La CSRD impose actuellement aux entreprises de plus de 250 salariés – cotées ou réalisant un chiffre d’affaires supérieur à 50 millions d’euros – de communiquer sur leurs impacts environnementaux et sociétaux. Elles doivent ainsi produire un rapport dédié, véritable outil de transparence concernant leurs activités et leur contribution au développement durable. La CS3D, de son côté, cible les entreprises de plus de 1 000 salariés avec un chiffre d’affaires dépassant 450 millions d’euros. Elle contraint ces structures à identifier et à prévenir les effets négatifs qu’elles pourraient générer sur l’environnement et les droits humains tout au long de leur chaîne de valeur, y compris chez leurs fournisseurs et sous-traitants.

Avec sa proposition « omnibus », la Commission européenne souhaite réduire la portée de ces obligations. Concrètement, près de 80 % des entreprises qui devaient se plier à la CSRD en seraient exemptées : les sociétés de moins de 1 000 salariés, réalisant moins de 50 millions de chiffre d’affaires ou présentant un total de bilan sous 25 millions d’euros, ne seraient plus tenues à la production d’un rapport de durabilité. Le nombre d’indicateurs à renseigner se verrait en outre limité, la Commission favorisant les critères quantitatifs, sans exiger d’informations spécifiques à chaque secteur.

Par ailleurs, la mise en œuvre de la CSRD pour certaines catégories d’entreprises, initialement prévue pour 2026 et 2027, serait reportée à 2028. Les obligations de vérification par des organismes externes, quant à elles, resteraient confinées à un niveau d’« assurance limitée » au lieu d’une exigence d’« assurance raisonnable ».

Du côté de la CS3D, la principale mesure concerne la focalisation des obligations de vigilance sur les partenaires commerciaux directs, plutôt que sur l’intégralité de la chaîne de valeur. Le calendrier reculerait également d’un an, ce qui donnerait plus de temps aux entreprises de plus de 5 000 salariés générant un chiffre d’affaires supérieur à 1,5 milliard d’euros pour appliquer ces nouvelles règles. De plus, l’évaluation des impacts ne serait plus annuelle, mais quinquennale.

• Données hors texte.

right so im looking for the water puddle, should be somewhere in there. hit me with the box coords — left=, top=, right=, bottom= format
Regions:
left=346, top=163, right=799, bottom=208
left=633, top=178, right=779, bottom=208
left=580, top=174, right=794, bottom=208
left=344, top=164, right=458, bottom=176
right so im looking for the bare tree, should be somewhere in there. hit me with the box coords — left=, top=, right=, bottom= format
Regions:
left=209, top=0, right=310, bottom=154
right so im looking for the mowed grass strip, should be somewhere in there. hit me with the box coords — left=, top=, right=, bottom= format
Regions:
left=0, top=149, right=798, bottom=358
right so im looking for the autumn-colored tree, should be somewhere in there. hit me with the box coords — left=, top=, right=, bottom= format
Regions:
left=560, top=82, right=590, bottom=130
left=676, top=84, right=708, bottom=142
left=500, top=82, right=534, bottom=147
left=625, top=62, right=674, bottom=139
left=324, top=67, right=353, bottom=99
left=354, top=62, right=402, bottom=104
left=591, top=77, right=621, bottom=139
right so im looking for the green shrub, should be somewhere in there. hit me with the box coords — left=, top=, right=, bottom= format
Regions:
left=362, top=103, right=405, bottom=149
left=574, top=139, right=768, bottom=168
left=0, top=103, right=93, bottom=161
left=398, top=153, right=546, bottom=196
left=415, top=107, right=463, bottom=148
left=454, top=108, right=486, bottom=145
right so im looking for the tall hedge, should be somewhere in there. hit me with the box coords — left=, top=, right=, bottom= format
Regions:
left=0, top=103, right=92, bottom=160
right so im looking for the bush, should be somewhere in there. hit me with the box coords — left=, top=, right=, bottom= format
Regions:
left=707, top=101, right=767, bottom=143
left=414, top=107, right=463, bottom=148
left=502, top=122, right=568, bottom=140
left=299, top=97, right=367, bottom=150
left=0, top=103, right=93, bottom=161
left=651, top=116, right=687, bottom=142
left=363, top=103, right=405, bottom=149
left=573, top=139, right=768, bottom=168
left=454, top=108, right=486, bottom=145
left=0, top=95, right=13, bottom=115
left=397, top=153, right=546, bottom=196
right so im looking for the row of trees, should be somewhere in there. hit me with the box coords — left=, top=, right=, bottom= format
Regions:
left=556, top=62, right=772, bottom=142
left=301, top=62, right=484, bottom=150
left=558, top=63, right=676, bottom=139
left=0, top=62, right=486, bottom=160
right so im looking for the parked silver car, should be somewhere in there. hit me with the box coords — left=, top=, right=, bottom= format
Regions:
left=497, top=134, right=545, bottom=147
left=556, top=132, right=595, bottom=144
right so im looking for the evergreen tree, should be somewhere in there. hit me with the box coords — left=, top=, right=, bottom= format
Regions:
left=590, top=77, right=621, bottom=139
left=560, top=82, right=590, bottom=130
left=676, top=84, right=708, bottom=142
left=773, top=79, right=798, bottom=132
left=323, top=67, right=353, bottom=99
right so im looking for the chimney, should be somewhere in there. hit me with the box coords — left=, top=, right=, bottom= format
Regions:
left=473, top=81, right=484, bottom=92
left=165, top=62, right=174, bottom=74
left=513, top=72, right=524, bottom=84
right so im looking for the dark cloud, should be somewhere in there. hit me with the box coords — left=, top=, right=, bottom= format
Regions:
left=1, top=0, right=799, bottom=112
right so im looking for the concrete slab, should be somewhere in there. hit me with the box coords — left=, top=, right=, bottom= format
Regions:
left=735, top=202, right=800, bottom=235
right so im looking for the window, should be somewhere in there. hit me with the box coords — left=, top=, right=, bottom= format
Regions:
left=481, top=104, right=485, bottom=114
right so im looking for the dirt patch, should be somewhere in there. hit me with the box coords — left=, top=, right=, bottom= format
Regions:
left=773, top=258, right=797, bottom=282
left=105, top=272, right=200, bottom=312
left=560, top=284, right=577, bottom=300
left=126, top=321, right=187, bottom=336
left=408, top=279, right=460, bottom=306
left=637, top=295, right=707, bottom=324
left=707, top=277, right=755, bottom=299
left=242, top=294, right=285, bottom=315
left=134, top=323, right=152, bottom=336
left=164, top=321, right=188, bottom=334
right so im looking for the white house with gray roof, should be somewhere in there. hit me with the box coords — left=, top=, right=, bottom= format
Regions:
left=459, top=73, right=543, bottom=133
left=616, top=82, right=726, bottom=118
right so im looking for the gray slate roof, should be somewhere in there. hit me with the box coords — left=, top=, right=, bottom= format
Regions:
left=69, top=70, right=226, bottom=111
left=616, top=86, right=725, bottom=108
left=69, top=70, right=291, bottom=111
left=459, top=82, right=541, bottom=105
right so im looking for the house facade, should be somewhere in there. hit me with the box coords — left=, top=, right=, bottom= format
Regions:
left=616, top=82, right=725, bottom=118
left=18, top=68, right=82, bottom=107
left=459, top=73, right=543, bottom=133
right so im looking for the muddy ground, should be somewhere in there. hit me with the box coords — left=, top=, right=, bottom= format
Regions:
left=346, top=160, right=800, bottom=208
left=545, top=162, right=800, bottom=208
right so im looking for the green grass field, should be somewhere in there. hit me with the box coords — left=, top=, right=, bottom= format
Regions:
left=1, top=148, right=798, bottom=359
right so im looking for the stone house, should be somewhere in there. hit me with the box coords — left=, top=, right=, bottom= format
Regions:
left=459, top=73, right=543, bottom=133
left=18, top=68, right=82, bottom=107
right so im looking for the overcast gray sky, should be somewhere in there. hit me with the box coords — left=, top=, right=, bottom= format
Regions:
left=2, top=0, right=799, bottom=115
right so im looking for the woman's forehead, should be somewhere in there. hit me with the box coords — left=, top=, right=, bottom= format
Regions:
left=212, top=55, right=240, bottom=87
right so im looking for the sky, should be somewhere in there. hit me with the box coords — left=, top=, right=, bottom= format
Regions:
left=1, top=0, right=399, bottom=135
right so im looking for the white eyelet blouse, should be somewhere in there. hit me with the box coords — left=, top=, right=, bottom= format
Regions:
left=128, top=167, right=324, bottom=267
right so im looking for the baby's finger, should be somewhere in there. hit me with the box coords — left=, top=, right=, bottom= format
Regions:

Autre changement majeur : l’obligation, pour une société, de rompre ses relations commerciales en dernier recours lorsqu’un impact négatif grave persiste disparaîtrait du texte. La consultation des parties prenantes serait réduite, tandis que le plan de transition visant à atténuer le changement climatique ne comporterait plus d’obligation de résultat. En complément, la clause de revoyure prévoyant l’inclusion des services financiers dans la directive serait supprimée.

Un allègement controversé

Selon Stéphane Séjourné, vice-président exécutif à la prospérité et à la stratégie industrielle de la Commission européenne, cette évolution répond à un besoin de cohérence et de réduction de la lourdeur bureaucratique : « Cette proposition permet une réelle simplification, moins de charge administrative, davantage d’accès au financement et des règles plus claires et prédictibles. Nous conservons nos objectifs mais changeons les choses pour mieux les atteindre. »

Néanmoins, des organisations non gouvernementales telles que Les Amis de la Terre France, le CCFD-Terre solidaire, Oxfam ou Notre affaire à tous, jugent la démarche dangereuse. Il s’agit selon elles d’une « dérégulation massive et sans précédent » et d’un « désastre pour la transition climatique et la protection des droits humains et de l’environnement ».

Du son côté, Caroline Neyron, directrice générale du Mouvement Impact France, estime que « les recommandations actuelles de la commission semblent traduire un premier recul de l’ambition européenne de créer une nouvelle compétitivité compatible avec notre modèle social et la préservation de nos ressources ». Elle salue néanmoins « la démarche de la Commission européenne visant à optimiser la mise en œuvre de certaines réglementations de durabilité du Green Deal ». 

La proposition « omnibus » englobe d’autres volets du Pacte vert européen, tels que la taxonomie, le mécanisme d’ajustement carbone aux frontières ou encore certains programmes d’investissement. Le texte doit à présent être examiné par le Parlement européen et le Conseil de l’Union européenne, avant de faire l’objet d’un accord.